ABD ve İngiltere’nin yanı sıra Ürdün de vatandaşlarına Suriye’yi bir an önce terk etmeleri çağrısında bulundu.
Bu arada, Dera’nın yaklaşık 50 km doğusundaki Süveyda kentindeki hükümet yetkililerinin, bölgede baskın olan azınlık Dürzi mezhebine bağlı milislerle güvenlik güçleri arasında çıkan çatışmaların ardından şehirden çekildikleri bildirildi.
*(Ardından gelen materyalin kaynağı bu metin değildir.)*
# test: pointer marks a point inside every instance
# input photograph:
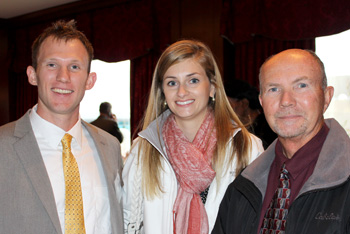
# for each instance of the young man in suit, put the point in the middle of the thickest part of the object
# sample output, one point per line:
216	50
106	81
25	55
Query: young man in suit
35	156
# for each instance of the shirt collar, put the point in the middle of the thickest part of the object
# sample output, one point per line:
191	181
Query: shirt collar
304	156
53	134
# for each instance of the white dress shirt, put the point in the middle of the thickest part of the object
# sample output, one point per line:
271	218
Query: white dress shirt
93	182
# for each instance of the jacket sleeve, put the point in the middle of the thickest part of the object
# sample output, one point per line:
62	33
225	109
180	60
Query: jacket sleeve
131	188
221	219
257	147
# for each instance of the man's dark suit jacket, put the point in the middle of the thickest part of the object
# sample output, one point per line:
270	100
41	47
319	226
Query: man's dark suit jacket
109	126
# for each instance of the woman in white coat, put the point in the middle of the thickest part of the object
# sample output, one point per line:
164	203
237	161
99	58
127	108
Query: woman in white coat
190	149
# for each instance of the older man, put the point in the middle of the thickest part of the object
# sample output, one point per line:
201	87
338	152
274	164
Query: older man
300	184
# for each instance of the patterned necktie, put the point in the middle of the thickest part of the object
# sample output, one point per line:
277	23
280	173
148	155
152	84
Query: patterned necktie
74	213
275	217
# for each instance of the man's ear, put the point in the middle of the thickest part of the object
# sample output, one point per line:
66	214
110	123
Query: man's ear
31	74
91	81
245	103
328	95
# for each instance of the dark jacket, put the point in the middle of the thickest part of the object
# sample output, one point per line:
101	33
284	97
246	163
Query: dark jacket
109	125
322	205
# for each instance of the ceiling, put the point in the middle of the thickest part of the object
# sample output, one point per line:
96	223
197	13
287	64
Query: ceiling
14	8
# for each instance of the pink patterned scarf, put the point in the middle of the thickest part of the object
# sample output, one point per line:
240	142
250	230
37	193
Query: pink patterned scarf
191	162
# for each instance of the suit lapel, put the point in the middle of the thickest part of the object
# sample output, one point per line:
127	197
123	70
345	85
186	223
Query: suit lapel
28	152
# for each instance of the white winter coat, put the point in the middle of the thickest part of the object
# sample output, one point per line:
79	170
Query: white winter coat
158	213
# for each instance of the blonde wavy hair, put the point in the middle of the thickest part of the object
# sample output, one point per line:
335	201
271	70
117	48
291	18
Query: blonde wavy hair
226	121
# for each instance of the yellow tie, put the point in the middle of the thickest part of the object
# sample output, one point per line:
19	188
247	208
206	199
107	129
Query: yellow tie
74	213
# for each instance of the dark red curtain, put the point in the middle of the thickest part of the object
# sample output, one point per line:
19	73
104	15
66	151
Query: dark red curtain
256	29
243	60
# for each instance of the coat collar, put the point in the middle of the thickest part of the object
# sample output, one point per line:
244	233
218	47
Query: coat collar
332	167
28	152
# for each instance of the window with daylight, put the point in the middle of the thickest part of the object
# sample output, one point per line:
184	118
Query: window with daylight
334	51
113	86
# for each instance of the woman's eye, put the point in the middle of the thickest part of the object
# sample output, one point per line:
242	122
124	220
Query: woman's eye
171	83
302	85
75	67
274	89
194	81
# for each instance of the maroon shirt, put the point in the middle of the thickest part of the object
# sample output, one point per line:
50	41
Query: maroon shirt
300	168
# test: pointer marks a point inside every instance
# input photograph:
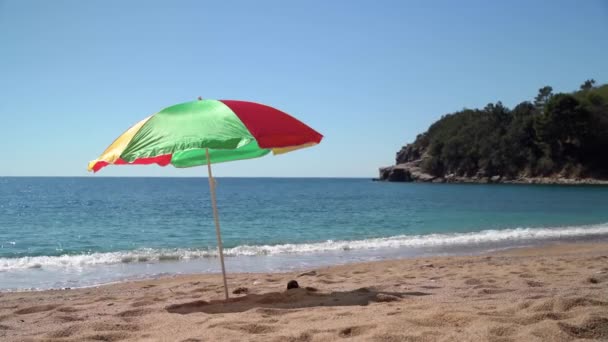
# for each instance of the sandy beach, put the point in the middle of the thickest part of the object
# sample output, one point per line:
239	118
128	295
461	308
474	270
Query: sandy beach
552	293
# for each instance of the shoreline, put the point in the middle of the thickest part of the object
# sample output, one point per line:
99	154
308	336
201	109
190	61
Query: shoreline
60	274
554	292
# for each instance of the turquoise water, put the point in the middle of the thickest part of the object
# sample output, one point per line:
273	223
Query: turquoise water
56	230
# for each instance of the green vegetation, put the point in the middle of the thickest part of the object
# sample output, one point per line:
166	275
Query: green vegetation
563	134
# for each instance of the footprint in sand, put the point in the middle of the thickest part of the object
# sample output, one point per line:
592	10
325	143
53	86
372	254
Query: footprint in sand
250	328
592	328
355	330
65	332
133	313
36	309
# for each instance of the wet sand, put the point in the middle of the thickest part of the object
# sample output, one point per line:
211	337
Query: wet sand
551	293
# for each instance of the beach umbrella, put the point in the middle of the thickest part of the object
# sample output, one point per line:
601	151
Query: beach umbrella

Haber sitesi Suwayda 24’ün editörü ve aktivist Ryan Marouf, Reuters’a yaptığı açıklamada, “İnsanlar Suriye’nin geri kalanında yaşananları Suriye’nin kurtuluşu ve rejimi devirme fırsatı olarak görüyor” dedi.
Öte yandan Kürt öncülüğündeki güçler, ülkenin doğusundaki uçsuz bucaksız çölde hükümetin ana üssü olan Deyr ez Zor kentini ele geçirdiklerini söylüyor.
Ve kuzeyde, ana isyancı saldırısı stratejik Humus şehrinin dış mahallelerine ulaştı. Suriye ordusu ve Rus müttefikleri, hava saldırılarıyla Cuma günü şehrin banliyölerinde 20 sivilin ölümüne neden oldu.
New York Times’da yer alan haberlere göre yetkililer, Devlet Başkanı Esad’ın diğer önemli müttefiki İran’ın da askeri komutanlarını ve personelini tahliye etmeye başladığını söylüyor.
Kuzeydeki isyancıların Suriye hükümetine karşı son yılların en büyüğü olan yıldırım saldırısını başlatmasının üzerinden bir haftadan biraz fazla zaman geçti ve bu, ülkenin ordusunun zayıflığını ortaya koydu.
BM’ye göre, isyancıların saldırıları sonucunda şu ana kadar en az 370 bin kişi yerinden edildi. Ayrıca, çatışmaların “ülkenin kuzeyindeki siviller için zaten korkunç olan durumu daha da kötüleştirdiğini” belirtti.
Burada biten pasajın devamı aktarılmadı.